Dusseldorf’s new underground railway line caused a stir when it opened earlier this year. And it wasn’t just because the final cost of the project was Ä200 million over budget, at Ä843.6 million – it was the way in which contemporary art was built into each station.

At Graf Adolf Platz, would-be travellers follow what looks like a giant, hallucinogenic green rock strata down on to the platform. At Schadowstrasse, a mesmerising giant screen above the tunnel turns the figures exiting the station into streaks of light and spiky geometric dodgems.

When the line opened, media from across Europe came to admire the art as much as the engineering, and locals found themselves able to forget about the huge overspend. The city’s credibility had gone up a notch.

On first impression, it is not easy to praise the capital of Germany’s most populous state (Nordrhein-Westfalen), because Dusseldorf is not much of a looker. Its proximity to the industrialised region of the Ruhr, and the fact that it has long been those industries’ “writing desk” – ie, administrative headquarters – made it a top target during the Second World War.

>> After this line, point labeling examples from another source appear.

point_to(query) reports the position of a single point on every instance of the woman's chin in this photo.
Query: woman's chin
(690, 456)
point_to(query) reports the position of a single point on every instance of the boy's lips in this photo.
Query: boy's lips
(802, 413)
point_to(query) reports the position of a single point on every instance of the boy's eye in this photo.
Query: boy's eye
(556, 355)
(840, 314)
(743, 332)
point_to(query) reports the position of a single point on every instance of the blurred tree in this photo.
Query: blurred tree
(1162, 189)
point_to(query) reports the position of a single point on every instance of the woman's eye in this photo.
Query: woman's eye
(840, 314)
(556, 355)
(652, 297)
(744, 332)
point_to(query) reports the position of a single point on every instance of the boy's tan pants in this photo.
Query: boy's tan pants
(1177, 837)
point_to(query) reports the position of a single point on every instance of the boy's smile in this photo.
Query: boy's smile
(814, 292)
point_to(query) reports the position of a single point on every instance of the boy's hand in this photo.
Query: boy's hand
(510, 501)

It’s not an obvious destination, therefore, for a business traveller looking to extend their stay, and yet it appears at number six in Mercer’s 2016 quality of living survey – two places behind the first German entry, Munich, which has quite a different vibe. So I have come to find out why.

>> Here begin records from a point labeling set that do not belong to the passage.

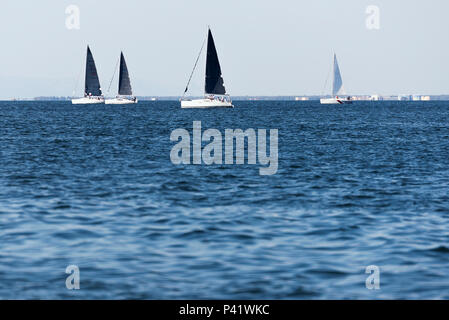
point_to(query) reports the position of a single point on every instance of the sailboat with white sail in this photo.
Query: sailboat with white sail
(125, 92)
(215, 95)
(338, 91)
(92, 88)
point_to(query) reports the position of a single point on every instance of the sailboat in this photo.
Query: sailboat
(337, 88)
(125, 91)
(214, 92)
(92, 89)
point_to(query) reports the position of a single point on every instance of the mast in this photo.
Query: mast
(124, 82)
(214, 83)
(92, 83)
(337, 87)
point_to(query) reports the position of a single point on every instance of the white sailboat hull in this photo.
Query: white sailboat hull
(91, 100)
(121, 101)
(205, 103)
(335, 101)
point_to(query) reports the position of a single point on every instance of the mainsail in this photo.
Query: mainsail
(92, 82)
(124, 83)
(214, 80)
(338, 82)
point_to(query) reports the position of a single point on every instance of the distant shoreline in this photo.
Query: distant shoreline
(444, 97)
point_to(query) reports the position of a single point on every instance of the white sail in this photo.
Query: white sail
(337, 88)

The first raison d’etre is the River Rhine, which divides the urbanisation in two. Dusseldorf started as a fishing village in the 7th century but once the Industrial Revolution coalesced around the coalmines of the Ruhr, the river’s purpose changed. It became an essential transport artery, ideal for heavy goods, and still is – but these days the city is also a place for passenger boats to stop over, for families to picnic on green meadows by the water, and for festivals to take place, particularly since it diverted the riverside road traffic into a tunnel, bringing peace to the riverbank.

As a result, the Rhine-side promenade has become a place of recreation, while the city’s former port, now re-christened the Medienhafen, has gone the way of many a former docklands, becoming a haven for showrooms for local fashion designers, media companies and hotels. Its buildings are either conversions of former warehouses, or eye-catching new-builds such as Frank Gehry’s stunningly organic Neuer Zollhof, clad in gleaming stainless steel – a reference to the region’s continuing steel production.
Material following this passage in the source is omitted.